Determining how approximately $58 billion will be spent – which is one way to look at the current state budget negotiations — is never easy. And it’s often confusing. Especially to those not involved in the process.
That’s why Garden State Initiative recently launched “Between the Lines” — what the group is calling a user-friendly budget transparency website.
The right-of-center think tank said njbudget.com will have easy-to-use tools designed to provide transparency to the state budget for citizens and journalists curious about how and where taxpayer dollars are being directed.
GSI Chair Regina Egea – a former state treasurer – broke down the process and the need for such a site.

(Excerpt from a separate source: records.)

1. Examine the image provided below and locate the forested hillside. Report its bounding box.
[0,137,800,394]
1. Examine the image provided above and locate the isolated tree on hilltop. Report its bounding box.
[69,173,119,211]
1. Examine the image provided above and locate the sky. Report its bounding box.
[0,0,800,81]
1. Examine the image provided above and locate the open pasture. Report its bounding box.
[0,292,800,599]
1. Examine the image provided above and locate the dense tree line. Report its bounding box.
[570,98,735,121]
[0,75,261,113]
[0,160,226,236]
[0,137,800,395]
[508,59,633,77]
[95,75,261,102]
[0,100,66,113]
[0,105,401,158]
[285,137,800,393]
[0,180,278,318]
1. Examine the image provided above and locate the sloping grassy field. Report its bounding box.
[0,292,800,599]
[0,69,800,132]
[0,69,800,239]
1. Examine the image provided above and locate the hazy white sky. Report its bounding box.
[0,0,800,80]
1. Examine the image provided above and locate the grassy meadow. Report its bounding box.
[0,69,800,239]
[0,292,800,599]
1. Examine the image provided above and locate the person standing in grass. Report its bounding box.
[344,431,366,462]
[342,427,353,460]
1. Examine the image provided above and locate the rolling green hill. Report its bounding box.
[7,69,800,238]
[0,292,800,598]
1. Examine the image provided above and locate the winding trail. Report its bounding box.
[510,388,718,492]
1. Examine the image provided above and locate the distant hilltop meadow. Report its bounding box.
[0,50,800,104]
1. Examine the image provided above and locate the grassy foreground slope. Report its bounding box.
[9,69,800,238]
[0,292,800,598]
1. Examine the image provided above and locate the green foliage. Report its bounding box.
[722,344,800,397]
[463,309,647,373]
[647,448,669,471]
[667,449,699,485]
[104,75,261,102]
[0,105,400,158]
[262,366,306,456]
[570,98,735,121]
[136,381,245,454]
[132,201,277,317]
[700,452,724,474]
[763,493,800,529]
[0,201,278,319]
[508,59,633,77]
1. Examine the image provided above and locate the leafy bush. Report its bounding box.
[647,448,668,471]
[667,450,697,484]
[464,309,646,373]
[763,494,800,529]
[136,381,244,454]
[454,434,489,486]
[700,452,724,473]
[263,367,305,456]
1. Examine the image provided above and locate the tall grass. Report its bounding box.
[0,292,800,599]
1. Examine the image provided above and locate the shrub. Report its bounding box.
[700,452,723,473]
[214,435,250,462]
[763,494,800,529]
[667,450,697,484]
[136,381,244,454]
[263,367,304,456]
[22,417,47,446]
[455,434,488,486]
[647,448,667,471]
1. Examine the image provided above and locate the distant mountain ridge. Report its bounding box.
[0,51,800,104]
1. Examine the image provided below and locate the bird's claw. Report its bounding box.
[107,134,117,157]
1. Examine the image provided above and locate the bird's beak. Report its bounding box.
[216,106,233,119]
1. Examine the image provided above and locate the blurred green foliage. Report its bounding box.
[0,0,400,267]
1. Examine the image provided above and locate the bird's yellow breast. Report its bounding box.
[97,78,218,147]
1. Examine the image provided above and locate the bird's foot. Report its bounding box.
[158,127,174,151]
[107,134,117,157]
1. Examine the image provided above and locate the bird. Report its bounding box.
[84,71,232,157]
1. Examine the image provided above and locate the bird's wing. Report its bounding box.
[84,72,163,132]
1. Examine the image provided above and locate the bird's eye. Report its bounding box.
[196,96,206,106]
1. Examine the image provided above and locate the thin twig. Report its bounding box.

“Each year special line-items are embedded within the governor’s budget proposal and then, near the end of the budget negotiations, the legislature unveils their own special funding for specific nonprofits and local government projects,” she said. “Last year’s state budget was 583 pages long and included nearly five-hundred specific line items representing almost $800 million in funding for local governments and nonprofit organizations without any public process or merit-based criteria.

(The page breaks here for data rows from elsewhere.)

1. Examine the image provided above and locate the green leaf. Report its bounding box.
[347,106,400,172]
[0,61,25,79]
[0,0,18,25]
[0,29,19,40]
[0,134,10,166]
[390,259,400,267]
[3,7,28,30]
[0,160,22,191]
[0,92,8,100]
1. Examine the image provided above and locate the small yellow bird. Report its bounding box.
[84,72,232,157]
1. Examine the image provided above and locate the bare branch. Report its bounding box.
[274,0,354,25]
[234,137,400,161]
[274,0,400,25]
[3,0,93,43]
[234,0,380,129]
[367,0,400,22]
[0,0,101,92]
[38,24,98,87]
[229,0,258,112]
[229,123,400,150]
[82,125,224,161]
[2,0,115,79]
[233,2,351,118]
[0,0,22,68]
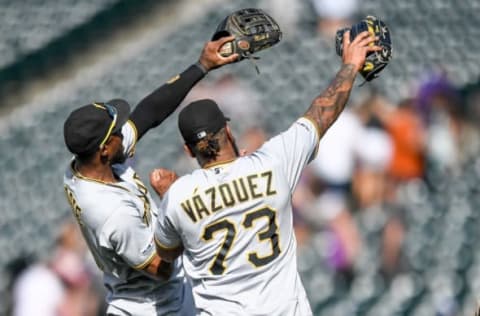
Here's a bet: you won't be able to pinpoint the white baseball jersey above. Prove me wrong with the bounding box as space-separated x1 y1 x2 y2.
155 118 319 316
64 122 194 316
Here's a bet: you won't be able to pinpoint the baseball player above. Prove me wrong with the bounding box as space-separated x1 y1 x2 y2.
64 38 237 316
150 32 381 316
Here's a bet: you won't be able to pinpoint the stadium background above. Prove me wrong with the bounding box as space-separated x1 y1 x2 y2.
0 0 480 315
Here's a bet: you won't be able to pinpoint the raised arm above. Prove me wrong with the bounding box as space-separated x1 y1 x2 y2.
304 31 381 137
130 36 238 140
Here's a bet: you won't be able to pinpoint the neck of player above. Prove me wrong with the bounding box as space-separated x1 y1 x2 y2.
197 140 239 168
74 157 118 183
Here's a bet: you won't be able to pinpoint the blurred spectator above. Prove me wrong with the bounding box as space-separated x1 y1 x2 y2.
12 222 100 316
417 74 480 172
293 108 363 277
353 99 410 280
312 0 358 39
238 126 267 155
374 99 426 181
311 108 363 192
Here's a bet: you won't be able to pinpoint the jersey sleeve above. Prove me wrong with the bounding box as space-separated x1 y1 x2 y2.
259 117 320 190
102 207 156 270
122 121 138 158
154 191 182 250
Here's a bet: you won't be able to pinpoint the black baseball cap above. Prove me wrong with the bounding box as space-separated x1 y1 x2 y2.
178 99 230 145
63 99 130 155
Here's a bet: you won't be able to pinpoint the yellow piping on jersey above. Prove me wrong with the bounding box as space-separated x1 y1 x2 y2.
202 158 237 169
127 120 138 157
153 236 180 251
70 161 130 192
133 250 157 270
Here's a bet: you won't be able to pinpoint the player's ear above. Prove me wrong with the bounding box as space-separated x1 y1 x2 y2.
183 144 195 158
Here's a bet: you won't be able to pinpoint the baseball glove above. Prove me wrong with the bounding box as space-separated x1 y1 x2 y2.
335 15 392 81
212 8 282 70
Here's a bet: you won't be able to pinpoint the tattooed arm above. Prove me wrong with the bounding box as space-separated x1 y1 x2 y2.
304 32 381 137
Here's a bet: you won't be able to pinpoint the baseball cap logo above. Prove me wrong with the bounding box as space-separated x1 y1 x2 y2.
197 131 207 139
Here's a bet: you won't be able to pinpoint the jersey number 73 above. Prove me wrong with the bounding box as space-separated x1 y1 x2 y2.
202 206 281 275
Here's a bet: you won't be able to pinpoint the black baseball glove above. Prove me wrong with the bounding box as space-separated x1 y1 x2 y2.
212 8 282 70
335 15 392 81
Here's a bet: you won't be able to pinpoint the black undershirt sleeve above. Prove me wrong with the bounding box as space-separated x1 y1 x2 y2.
130 64 206 140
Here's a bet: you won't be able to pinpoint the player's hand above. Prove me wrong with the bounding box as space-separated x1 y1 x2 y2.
342 31 382 71
198 36 238 71
150 168 178 198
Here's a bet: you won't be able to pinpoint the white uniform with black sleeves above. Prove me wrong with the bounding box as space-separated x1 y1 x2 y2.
155 118 319 316
64 122 194 316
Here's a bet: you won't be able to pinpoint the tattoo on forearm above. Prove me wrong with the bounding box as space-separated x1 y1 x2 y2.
305 65 356 137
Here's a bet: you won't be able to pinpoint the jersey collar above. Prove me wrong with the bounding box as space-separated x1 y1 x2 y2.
202 158 237 169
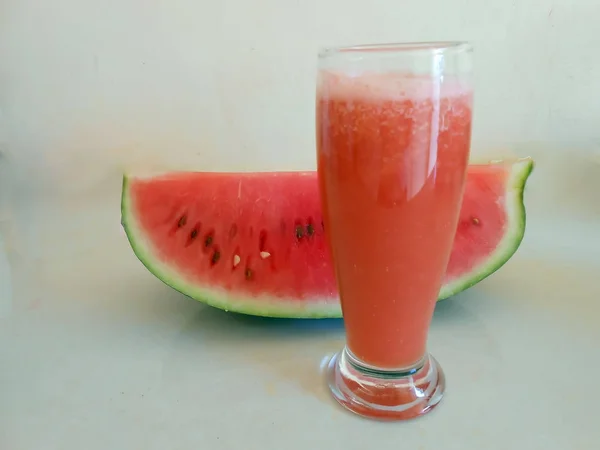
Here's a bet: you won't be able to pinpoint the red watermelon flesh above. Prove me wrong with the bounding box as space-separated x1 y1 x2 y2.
121 159 533 318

“Resolutions, which are required in order to explain and justify this special treatment, were not made available last year until well after the budget was adopted. Even more frustrating, these bare-bones resolutions never explain why it is necessary to direct funds to these special organizations circumventing their own government department’s review process.”
The site allows anyone to search how much their county, their legislative district, their municipality, or any individual organization receives in tax dollars from this unsupervised portion of the state budgets in 2024, 2025, and the governor’s proposed 2026 budget.

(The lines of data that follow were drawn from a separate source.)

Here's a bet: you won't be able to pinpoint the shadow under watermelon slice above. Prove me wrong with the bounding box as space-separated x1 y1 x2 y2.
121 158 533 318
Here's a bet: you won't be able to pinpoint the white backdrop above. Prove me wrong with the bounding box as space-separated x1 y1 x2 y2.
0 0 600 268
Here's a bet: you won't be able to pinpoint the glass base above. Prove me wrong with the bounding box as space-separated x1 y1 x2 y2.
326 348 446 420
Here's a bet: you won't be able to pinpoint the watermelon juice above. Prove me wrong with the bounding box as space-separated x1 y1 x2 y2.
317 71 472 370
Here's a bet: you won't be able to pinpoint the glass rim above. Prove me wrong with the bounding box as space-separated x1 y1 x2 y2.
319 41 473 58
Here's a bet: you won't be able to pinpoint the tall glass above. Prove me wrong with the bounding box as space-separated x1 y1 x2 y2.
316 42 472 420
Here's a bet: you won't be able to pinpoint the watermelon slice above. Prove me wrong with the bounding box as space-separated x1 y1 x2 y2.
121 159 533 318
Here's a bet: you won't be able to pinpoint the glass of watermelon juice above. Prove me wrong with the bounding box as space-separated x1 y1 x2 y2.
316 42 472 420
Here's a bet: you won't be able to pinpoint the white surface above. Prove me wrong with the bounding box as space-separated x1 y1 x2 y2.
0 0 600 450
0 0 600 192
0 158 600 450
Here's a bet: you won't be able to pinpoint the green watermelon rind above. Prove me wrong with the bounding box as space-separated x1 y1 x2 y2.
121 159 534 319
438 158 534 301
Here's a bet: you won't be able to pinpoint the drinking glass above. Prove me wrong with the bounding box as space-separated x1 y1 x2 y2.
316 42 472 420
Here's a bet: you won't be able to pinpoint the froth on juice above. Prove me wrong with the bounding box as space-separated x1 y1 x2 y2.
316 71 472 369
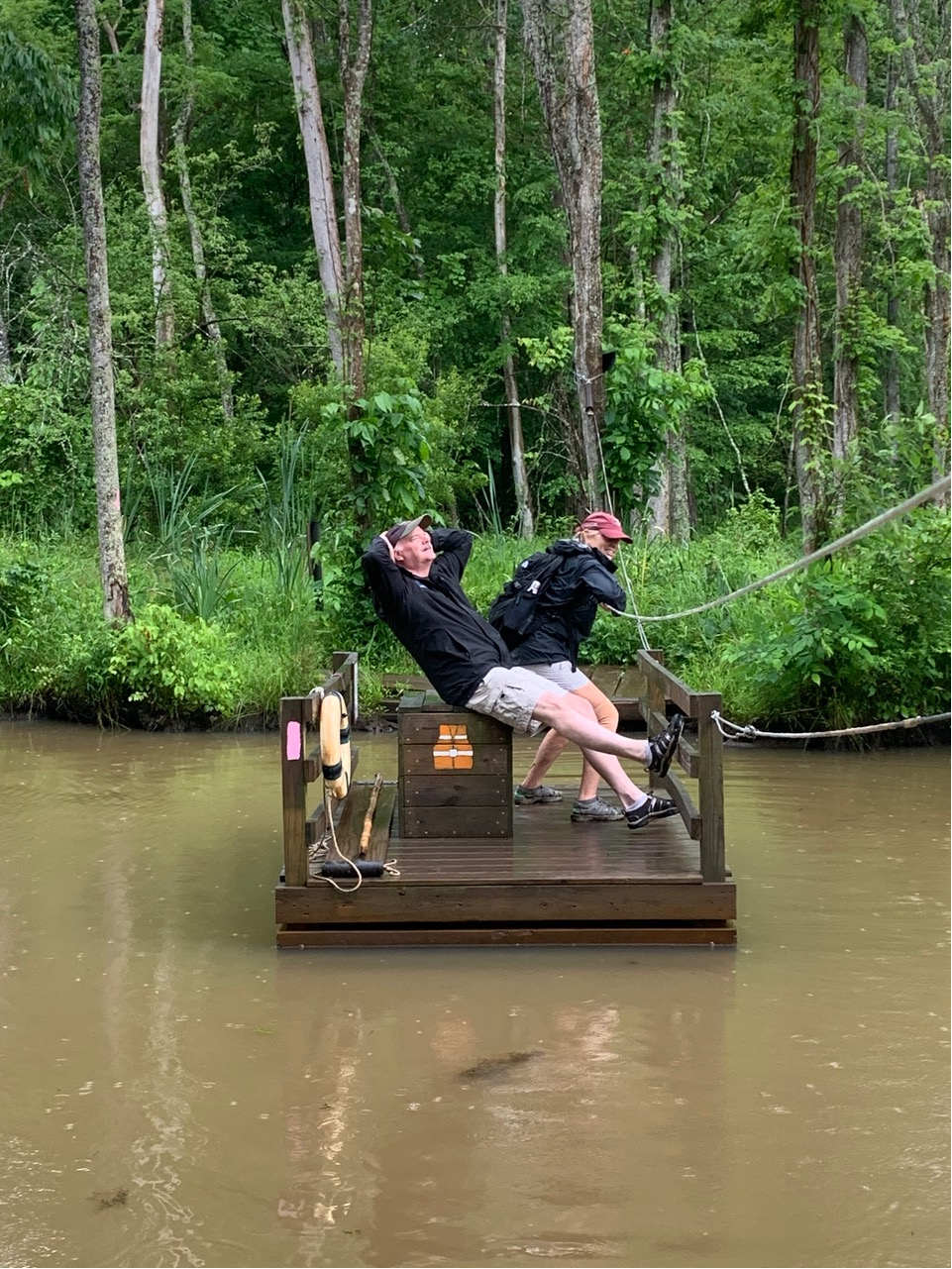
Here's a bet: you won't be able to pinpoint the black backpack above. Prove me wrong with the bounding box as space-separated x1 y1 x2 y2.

GSI President Audrey Lane said this new tool will allow for greater scrutiny on the funding of these special line items and assist citizens who want to provide feedback to their legislators on the proposed budget resolutions prior to final adoption in June.
“Last year there was much consternation about hundreds of earmarks in Trenton — that were added by individual legislators, but lacked any standard applications or criteria,” she said.
According to Lane, the project was the result of conversations with journalists and other good government advocates around the state about the limited transparency around New Jersey’s FY2025 budget, particularly in the wake of revisions to the state’s Open Public Records Act.
Lane said she hopes the site will provide more transparency around the budget and that GSI has plans to expand the site with more budget analysis in the future.
“New Jerseyans deserve to understand how their tax dollars are being directed,” she said. “We believe that this website will play a key role in providing that transparency and accountability to our citizens.”
The funding for the website was made possible by a grant from the NJ Civic Information Consortium, an independent, 501(c)(3) nonprofit organization funded by the legislature, aimed at meeting the evolving information needs of New Jersey’s communities.